貯蓄額は世帯によって差があり、「持てる世帯」と「持たざる世帯」に二極化しています。また、老後の主な収入源となる公的年金についても、現役時代の働き方や収入により、実際の受給額にはバラつきが出ました。

貯蓄が少ない場合は年金が、逆に年金額が低めの場合には貯蓄が大切になるでしょう。

国民年金基金への加入、繰下げ受給の活用など、公的年金を増やす方法自体は存在しますが、それらの利用・活用にはそれぞれ条件もあります。

歳を重ねれば、医療費や介護費用などが思いのほかに増えることもあるでしょう。よって、「貯蓄」を増やすことに重点をおいて準備することは、老後の安心感に繋がり、かつ現実的であるといえるそうです。

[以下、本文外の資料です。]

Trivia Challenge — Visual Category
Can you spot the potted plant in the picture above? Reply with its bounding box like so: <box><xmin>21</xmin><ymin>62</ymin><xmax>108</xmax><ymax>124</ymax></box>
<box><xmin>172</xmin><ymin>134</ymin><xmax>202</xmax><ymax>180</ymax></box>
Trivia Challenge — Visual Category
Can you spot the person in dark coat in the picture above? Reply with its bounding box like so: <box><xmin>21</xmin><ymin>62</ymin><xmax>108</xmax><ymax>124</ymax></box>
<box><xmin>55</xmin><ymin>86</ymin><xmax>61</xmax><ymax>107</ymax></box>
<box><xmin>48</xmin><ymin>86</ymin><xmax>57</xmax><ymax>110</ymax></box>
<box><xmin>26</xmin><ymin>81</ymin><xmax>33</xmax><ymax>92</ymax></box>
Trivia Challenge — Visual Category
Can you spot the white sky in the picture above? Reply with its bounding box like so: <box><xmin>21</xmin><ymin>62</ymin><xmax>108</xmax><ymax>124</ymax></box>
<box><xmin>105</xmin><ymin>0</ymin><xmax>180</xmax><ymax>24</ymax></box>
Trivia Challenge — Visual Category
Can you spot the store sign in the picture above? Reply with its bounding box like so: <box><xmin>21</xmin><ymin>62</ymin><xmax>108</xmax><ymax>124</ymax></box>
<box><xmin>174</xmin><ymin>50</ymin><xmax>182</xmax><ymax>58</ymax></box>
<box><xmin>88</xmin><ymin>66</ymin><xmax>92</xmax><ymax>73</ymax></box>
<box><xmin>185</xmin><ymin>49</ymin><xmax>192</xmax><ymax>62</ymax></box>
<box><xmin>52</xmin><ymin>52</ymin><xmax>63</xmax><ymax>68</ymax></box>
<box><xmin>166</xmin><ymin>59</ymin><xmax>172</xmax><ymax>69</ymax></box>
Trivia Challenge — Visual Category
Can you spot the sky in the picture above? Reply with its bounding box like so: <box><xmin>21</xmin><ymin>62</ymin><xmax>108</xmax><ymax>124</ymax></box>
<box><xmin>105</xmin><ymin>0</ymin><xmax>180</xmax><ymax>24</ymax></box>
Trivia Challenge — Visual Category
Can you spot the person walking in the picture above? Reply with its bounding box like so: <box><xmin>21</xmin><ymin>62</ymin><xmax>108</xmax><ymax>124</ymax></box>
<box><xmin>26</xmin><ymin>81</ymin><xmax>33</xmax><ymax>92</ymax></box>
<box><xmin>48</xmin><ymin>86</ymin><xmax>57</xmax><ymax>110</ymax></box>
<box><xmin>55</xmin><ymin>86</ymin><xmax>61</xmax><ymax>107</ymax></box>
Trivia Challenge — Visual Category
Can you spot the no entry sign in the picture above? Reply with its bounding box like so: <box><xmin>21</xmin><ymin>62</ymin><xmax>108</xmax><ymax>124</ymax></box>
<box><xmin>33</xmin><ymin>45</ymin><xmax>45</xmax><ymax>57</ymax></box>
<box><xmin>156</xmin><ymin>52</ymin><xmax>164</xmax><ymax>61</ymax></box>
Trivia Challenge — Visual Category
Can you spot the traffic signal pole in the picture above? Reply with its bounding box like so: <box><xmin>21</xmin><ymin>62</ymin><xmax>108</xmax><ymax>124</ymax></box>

iDeCoやつみたてNISAなど、コツコツ積み立て投資を行うための税制優遇制度が、いま幅広い世代で注目されています。

投資にはリスクも伴いますが、魅力的なリターンを期待することもできます。預貯金、保険商品とともにポートフォリオにバランスよく取り入れていけるとよいですね。

長寿時代には、健康寿命とともに「資産の寿命」を延ばす視点が欠かせないものとなるでしょう。長いセカンドライフを見据えた「お金の準備」は、働き盛りの現役時代から計画的に進めていきたいものですね。